Edné est penchée vers moi et je réprime un air dégoûté. Le relent de cigarette et autre drogue socialement encore acceptées à notre âge me donne envie de vomir. Normalement, elle s'excuse, mais ses yeux sont vides et encore pleins d'allégresse. Toxico.

Il y a de ces moments où je sais pertinemment que je ne la mérite pas et des larmes jaillissent de ses yeux lorsque je lui dis qu'elle ferait mieux de trouver quelqu'un de mieux.

Je gueule et tu pleures.

Comment peut-on être aussi vulgaire et si tendre. Jolie et repoussante. Glamour et défoncée. Je veux l'embrasser mais l'odeur de la cigarette me repousse. Les larmes qui sortent de ses yeux si blancs, près de ses iris claires, me donnent envie de la serrer contre moi.

- Si, tu pleures.

- Non, j'te dis.

Joachim est là, près de Théo qui dodeline de la tête. Défoncé aussi. Bravo Edné, quel sens de l'organisation... C'est à peine s'ils n'avaient pas zigzagué entre les lits d'hôpitaux pour trouver le bon. Et Lui, il dort.

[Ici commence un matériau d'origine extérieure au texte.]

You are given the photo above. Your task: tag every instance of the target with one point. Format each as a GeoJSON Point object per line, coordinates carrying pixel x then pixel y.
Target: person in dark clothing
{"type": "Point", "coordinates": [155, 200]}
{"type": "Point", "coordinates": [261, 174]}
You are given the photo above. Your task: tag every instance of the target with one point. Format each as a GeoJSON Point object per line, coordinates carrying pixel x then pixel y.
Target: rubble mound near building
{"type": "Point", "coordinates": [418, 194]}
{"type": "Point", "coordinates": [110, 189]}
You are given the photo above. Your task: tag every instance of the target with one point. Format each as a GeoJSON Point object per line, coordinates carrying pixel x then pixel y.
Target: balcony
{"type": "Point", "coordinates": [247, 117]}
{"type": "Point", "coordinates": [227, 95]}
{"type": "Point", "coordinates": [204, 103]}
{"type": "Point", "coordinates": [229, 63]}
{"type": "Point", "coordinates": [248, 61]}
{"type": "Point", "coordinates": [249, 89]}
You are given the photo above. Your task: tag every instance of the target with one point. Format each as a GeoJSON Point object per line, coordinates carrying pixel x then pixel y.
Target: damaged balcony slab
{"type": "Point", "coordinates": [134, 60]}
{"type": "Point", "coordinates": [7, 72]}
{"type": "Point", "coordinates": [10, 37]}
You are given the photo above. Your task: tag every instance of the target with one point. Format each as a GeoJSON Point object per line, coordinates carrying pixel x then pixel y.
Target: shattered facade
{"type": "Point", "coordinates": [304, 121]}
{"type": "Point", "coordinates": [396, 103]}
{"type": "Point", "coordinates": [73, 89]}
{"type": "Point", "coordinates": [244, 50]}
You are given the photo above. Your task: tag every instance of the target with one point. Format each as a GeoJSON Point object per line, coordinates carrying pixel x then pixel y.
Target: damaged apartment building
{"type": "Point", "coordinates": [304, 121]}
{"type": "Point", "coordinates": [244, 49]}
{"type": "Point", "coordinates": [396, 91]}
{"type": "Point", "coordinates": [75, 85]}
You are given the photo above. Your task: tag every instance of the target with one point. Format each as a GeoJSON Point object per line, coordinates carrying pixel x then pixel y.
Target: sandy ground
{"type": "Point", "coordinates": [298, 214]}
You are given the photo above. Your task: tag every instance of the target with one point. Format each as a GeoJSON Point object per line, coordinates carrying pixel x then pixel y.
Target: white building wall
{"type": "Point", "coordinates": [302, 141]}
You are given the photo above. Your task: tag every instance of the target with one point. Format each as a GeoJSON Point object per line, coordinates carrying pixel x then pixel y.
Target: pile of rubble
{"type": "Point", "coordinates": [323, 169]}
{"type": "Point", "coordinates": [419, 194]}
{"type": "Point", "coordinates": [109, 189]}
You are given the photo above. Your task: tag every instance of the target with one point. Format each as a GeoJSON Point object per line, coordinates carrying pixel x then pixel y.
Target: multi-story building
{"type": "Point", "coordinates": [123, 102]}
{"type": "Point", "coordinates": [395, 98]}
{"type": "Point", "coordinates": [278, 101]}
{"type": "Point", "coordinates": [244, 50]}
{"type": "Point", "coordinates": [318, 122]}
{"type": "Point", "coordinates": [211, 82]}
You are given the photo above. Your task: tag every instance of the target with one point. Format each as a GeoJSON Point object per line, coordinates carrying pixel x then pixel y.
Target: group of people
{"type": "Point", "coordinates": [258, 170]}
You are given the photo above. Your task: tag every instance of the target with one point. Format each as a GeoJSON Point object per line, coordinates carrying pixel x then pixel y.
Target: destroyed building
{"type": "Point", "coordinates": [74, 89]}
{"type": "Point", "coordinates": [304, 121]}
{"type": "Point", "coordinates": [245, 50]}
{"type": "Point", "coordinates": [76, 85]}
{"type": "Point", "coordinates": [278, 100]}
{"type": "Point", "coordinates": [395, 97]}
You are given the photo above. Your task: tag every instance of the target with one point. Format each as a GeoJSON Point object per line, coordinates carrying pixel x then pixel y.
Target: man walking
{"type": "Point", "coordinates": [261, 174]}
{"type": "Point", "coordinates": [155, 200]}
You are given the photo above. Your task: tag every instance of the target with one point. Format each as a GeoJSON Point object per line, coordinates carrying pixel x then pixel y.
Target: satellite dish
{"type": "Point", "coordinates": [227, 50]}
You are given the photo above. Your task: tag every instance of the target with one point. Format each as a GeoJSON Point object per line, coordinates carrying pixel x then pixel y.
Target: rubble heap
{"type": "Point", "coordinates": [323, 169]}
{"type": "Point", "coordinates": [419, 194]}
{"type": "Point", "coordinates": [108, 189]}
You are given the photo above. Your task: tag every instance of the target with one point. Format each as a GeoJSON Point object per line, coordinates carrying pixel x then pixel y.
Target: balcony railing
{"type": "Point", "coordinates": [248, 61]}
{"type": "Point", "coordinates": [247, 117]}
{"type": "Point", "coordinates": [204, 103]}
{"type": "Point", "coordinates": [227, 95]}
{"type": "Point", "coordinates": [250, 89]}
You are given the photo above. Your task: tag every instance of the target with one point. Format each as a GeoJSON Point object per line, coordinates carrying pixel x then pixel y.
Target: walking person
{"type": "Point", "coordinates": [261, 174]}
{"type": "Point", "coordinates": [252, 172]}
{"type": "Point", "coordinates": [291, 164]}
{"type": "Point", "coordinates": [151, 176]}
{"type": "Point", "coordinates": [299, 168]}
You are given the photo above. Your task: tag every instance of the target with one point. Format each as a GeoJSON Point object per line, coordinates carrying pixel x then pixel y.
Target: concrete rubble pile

Quel gros con, fait remarquer Edné

Et pour une fois

elle n'a pas tord.

Il n'existe pas meilleur remède contre la souffrance que la haine. Nous nous mettons tous à le haïr profondément, alors que des gouttelettes d'eau marine sortent encore des yeux de la blonde. Dans son sommeil lourd et profond, Joachim nous nargue. Il a ce que nous tous désirons plus que tout. La paix mortelle, celle dans laquelle on oubliera tout.

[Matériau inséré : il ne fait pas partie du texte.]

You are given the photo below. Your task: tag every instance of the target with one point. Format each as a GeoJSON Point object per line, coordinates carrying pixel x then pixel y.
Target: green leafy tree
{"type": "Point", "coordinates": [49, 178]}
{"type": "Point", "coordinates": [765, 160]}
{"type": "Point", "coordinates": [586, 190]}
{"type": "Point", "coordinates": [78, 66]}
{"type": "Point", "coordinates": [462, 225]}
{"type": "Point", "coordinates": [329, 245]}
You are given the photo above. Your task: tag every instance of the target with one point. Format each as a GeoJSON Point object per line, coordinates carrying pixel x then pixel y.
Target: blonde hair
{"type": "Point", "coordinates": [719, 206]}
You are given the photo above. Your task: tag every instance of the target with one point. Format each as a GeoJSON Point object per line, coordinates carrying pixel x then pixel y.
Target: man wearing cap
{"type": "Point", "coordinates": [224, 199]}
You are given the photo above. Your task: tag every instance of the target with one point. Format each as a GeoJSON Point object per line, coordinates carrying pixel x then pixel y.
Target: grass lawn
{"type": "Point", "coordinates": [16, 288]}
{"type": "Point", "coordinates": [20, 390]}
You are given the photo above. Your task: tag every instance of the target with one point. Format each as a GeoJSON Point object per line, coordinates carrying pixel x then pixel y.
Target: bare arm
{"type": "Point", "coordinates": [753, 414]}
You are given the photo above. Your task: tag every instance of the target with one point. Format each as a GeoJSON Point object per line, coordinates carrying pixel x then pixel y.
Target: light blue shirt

- Sale obèse, je l'entend dire.

Moi, le chat siamois et le tigre, on se regarde en silence. Théo s'excuse d'être con et d'être arrivé défoncé. Je ne l'excuse pas. Le meilleur remède contre sa souffrance est ma haine, que je m'emploie à déployer très méthodiquement. Du sang coule de sa main droite, caché par sa manche.

Je gueule et tu pleures.

Je n'ai pas la force de lui faire une remarque. Je fronce les sourcils et je le regarde zigzaguer pour consoler Edné qui est pourtant inconsolable. Il pleut dans son corps comme il pleut dans leurs yeux. Je suis seule face au monstre du coma de Joachim: EUPHORIA. Mon chat se remet à dire des vers, comme pour appuyer la tristesse que ce moment est.

J'ai envie de la faire taire mais elle sent la cigarette.

Si elle continue...

Tu gueules et je pleure.

Ses mots sont trop beaux pour que je ne me laisse pas aller. Nous nous étreignons en un calin sanglotant. Je sens leurs bras sur moi, et pour une fois j'oublie qui je suis.

Mon nom, ma couleur de peau, mon gros corps, mon régime.

Je m'appelle

YaEUël, prénPHom ORd'originIAe hébrEUaïque qPHui signORifiIAe « chèvre euphoria »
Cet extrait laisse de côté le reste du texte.